# Snowflake baby hat pattern



## mombr4 (Apr 21, 2011)

Snowflake baby hat

this is a very cute hat in sizes
to fit a preemie (newborn, 6 months old baby).

http://www.knitca.com/sites/www.knitca.com/files/snowflake.pdf

please note on pattern it says
By downloading this pattern you confirm that you will use it for personal needs only. Only Knitca Craftmates have the right to use any of our patterns for commercial needs.


----------



## JeanBlain (Mar 21, 2013)

Really cute hat. Thanks for sharing.


----------



## LadyBecket (Jun 26, 2012)

What a sweet little hat!! Thank you for the link!!!


----------



## Marvelouz (Oct 21, 2013)

Thanks for sharing. The hat is really pretty.


----------



## lori2637 (Jan 25, 2011)

Love it, thanks!!!!


----------



## sjbowers (Mar 9, 2011)

Thanks for posting this pattern! It will be great with the All In One.


----------



## RosD (May 24, 2014)

Lovely hat, thanks for sharing &#128158;


----------



## Isuel (Sep 27, 2011)

Thank you!


----------



## ginnyfloyd (Jul 22, 2012)

Thank you, adorable. Very nice instructions


----------



## mombr4 (Apr 21, 2011)

your all very welcome.

sjbowers
hadn't thought about using it with the all in one sweater, it would make a cute set.

enjoy the pattern.


----------



## chickkie (Oct 26, 2011)

mombr4 said:


> Snowflake baby hat
> 
> this is a very cute hat in sizes
> to fit a preemie (newborn, 6 months old baby).
> ...


I can't see that copyright on the pattern at all, but it is on the website. there are a few cute patterns there in the free section.


----------



## mombr4 (Apr 21, 2011)

chickkie said:


> I can't see that copyright on the pattern at all, but it is on the website. there are a few cute patterns there in the free section.


I saw it on the website, so noted it on post. I hadn't actually read through the pattern.


----------



## willi66 (Aug 30, 2012)

Thx, it's cute


----------



## moonriver (Feb 22, 2013)

So cute ....thank you


----------



## lildeb2 (Jul 14, 2013)

Thank you :thumbup:


----------



## engteacher (Jul 9, 2011)

Thank you for the pattern. Charming.


----------



## Rdanek (Mar 22, 2012)

This is my favorite knit for premmies. It's also easy to adjust the sizing for micro preemies. Unlike those knit with a heavier yarn, it looks delicate & proportionate on those tiny heads.
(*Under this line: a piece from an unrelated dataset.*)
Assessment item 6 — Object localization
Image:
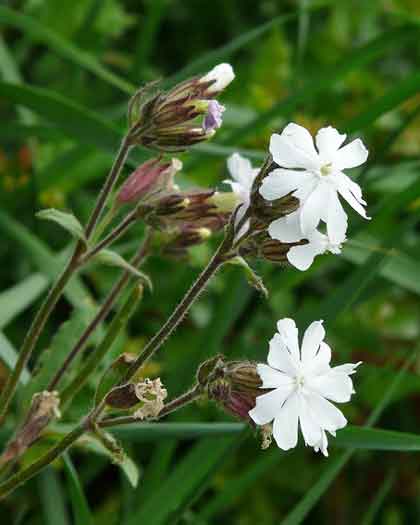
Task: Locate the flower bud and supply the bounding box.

A good hat for bereavement gowns. If you do make bereavement gowns, the nurses have told me to be sure to make hats. They are very important in those circumstances.


----------



## soneka (Feb 8, 2011)

This is just the sweetest little hat. Thanks!


----------



## settermom (Dec 19, 2012)

Really like this one. thanks for sharing!


----------



## Marilyn K. (Jul 8, 2011)

This is so beautiful, I have to make at least one!


----------



## Montana Gramma (Dec 19, 2012)

This hat is the same free sweater pattern with no restrictions.


----------



## mombr4 (Apr 21, 2011)

Montana Gramma said:


> This hat is the same free sweater pattern with no restrictions.


don't know what sweater pattern you are referring to.

note posted came from the website this pattern came from.


----------



## Montana Gramma (Dec 19, 2012)

mombr4 said:


> don't know what sweater pattern you are referring to.
> 
> note posted came from the website this pattern came from.


Cannot find it now but a sweater with that pattern on the bottom was posted. It would be a pattern to put on the bottom of a hat and there were no restrictions.


----------



## imaknuttyknitter (Feb 23, 2011)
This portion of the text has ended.